When it splits it releases energy this is fision - it's the way nuclear power stations work.
Hydrogen is the smallest element - 1 proton maybe a neutron or two. If you can get a couple of them close enough they'll stick together and make Helium and there will be energy left over. This is fusion and is how the sun shines.
If we could make a power station work on fusion rather than fission there would be big advantages - the raw fuel would be water, the safety aspects would be vastly better than todays power stations and the waste would be tiny and short lived.
But it's difficult - we've been at if for 50 years and it'll probably be about another 40 before you boil your kettle from one.

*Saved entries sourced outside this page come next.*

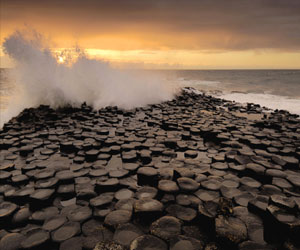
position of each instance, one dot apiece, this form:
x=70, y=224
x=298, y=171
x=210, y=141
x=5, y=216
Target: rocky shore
x=196, y=172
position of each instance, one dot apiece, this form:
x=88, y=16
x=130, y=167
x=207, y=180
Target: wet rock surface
x=196, y=172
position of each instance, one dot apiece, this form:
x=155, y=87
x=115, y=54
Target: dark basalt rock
x=146, y=192
x=182, y=213
x=6, y=209
x=147, y=205
x=65, y=232
x=102, y=199
x=166, y=227
x=197, y=159
x=187, y=184
x=168, y=186
x=37, y=238
x=80, y=214
x=187, y=243
x=147, y=242
x=126, y=233
x=109, y=185
x=55, y=222
x=147, y=176
x=44, y=214
x=11, y=241
x=41, y=198
x=107, y=245
x=75, y=243
x=117, y=217
x=230, y=230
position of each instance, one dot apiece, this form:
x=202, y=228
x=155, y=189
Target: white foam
x=40, y=79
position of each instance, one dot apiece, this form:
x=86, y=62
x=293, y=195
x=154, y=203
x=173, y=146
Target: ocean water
x=275, y=89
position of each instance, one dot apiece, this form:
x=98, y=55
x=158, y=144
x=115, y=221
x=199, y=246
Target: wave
x=40, y=79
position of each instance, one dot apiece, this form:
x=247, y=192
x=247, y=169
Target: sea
x=274, y=89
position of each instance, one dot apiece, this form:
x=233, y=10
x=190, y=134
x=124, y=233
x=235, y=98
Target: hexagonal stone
x=46, y=183
x=108, y=245
x=54, y=222
x=126, y=233
x=281, y=183
x=125, y=204
x=147, y=176
x=295, y=180
x=182, y=213
x=7, y=166
x=96, y=228
x=243, y=199
x=75, y=243
x=220, y=165
x=283, y=201
x=168, y=186
x=206, y=195
x=191, y=154
x=35, y=238
x=211, y=184
x=11, y=241
x=117, y=217
x=65, y=176
x=187, y=184
x=65, y=232
x=119, y=173
x=102, y=199
x=124, y=194
x=80, y=214
x=6, y=209
x=166, y=227
x=229, y=192
x=249, y=245
x=45, y=214
x=91, y=155
x=250, y=182
x=231, y=229
x=42, y=194
x=146, y=192
x=109, y=185
x=187, y=243
x=98, y=172
x=131, y=166
x=148, y=242
x=21, y=216
x=148, y=205
x=230, y=183
x=44, y=174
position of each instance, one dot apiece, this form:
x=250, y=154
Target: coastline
x=189, y=172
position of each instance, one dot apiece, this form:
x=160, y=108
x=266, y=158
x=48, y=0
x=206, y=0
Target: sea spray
x=40, y=79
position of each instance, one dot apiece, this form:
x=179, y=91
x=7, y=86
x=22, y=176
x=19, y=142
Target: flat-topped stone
x=166, y=227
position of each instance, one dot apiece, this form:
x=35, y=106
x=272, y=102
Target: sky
x=171, y=34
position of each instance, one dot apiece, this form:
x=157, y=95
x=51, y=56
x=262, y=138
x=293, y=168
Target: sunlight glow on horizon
x=183, y=59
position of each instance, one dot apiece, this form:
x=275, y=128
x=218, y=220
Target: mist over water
x=40, y=79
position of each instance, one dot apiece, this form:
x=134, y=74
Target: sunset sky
x=189, y=34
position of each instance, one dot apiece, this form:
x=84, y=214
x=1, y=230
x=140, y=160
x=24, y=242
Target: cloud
x=165, y=24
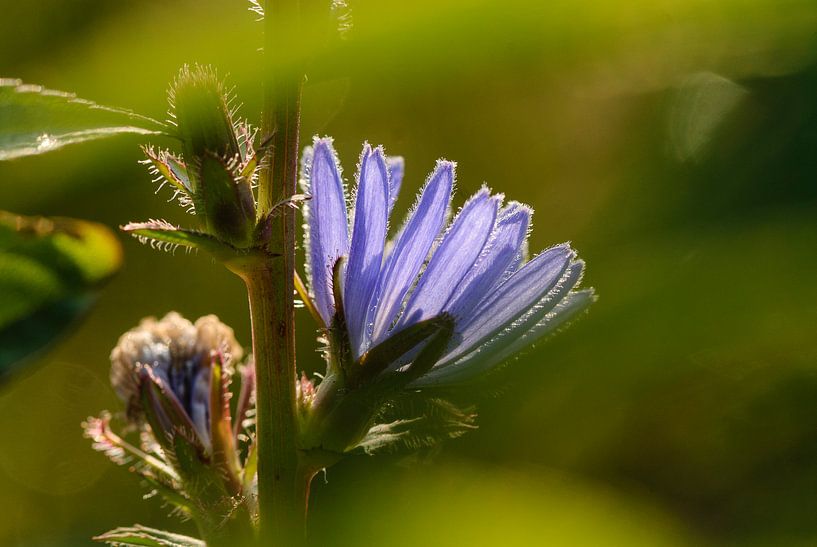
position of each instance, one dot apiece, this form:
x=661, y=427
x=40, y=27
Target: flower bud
x=218, y=156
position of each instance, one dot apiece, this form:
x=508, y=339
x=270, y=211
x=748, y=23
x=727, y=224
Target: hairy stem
x=270, y=286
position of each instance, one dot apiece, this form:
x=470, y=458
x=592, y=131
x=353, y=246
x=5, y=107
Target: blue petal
x=328, y=237
x=512, y=299
x=396, y=170
x=511, y=343
x=413, y=244
x=368, y=239
x=459, y=249
x=499, y=254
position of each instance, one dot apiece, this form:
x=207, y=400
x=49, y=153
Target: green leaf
x=49, y=272
x=150, y=537
x=418, y=422
x=162, y=235
x=36, y=120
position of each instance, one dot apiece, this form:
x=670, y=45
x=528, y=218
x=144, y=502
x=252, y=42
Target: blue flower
x=176, y=356
x=470, y=274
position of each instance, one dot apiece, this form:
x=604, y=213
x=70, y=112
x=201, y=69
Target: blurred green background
x=673, y=142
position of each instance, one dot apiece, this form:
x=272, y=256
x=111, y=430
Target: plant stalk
x=270, y=285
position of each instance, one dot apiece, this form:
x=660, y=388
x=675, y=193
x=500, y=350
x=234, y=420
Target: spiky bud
x=219, y=162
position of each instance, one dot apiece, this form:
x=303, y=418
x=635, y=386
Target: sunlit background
x=674, y=143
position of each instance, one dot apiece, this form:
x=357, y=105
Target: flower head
x=468, y=276
x=176, y=355
x=174, y=376
x=438, y=304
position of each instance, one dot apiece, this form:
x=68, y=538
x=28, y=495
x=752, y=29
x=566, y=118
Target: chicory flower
x=437, y=304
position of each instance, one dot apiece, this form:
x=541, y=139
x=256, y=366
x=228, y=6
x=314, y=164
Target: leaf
x=150, y=537
x=162, y=235
x=49, y=272
x=36, y=120
x=418, y=422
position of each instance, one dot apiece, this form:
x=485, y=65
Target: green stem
x=270, y=286
x=281, y=505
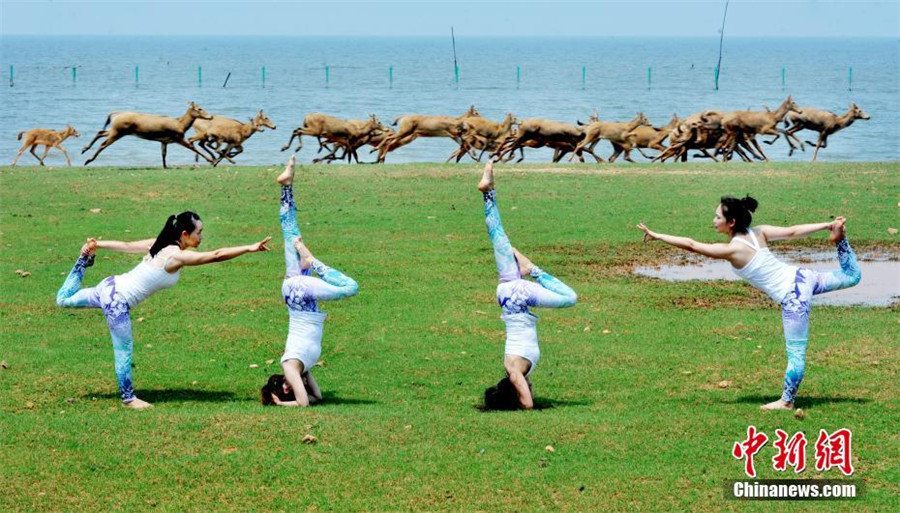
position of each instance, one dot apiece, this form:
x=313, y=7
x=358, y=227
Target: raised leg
x=71, y=295
x=507, y=269
x=287, y=214
x=849, y=273
x=118, y=318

It's hard because you have to get those hydrogens close enough and the electric charges push them away like trying to put 2 magnets together so they have to be hot , very hot as hot as the sun.
About 20 years ago it was claimed that people had found a way to do it at room temperature (cold fusion)- I was working as a physicist on fusion experiments at the time and the science was pretty nonsense - we rather groaned as it was clearly going to be a media sideshow -it was.
The US military still fund a bit of research on it as a kind of lottery ticket but don't hold your breath.
Meanwhile ITER is being built in France
http://www.iter.org/ which will be followed by DEMO - the first fusion power station
It's been a long time coming but the rewards are enormous.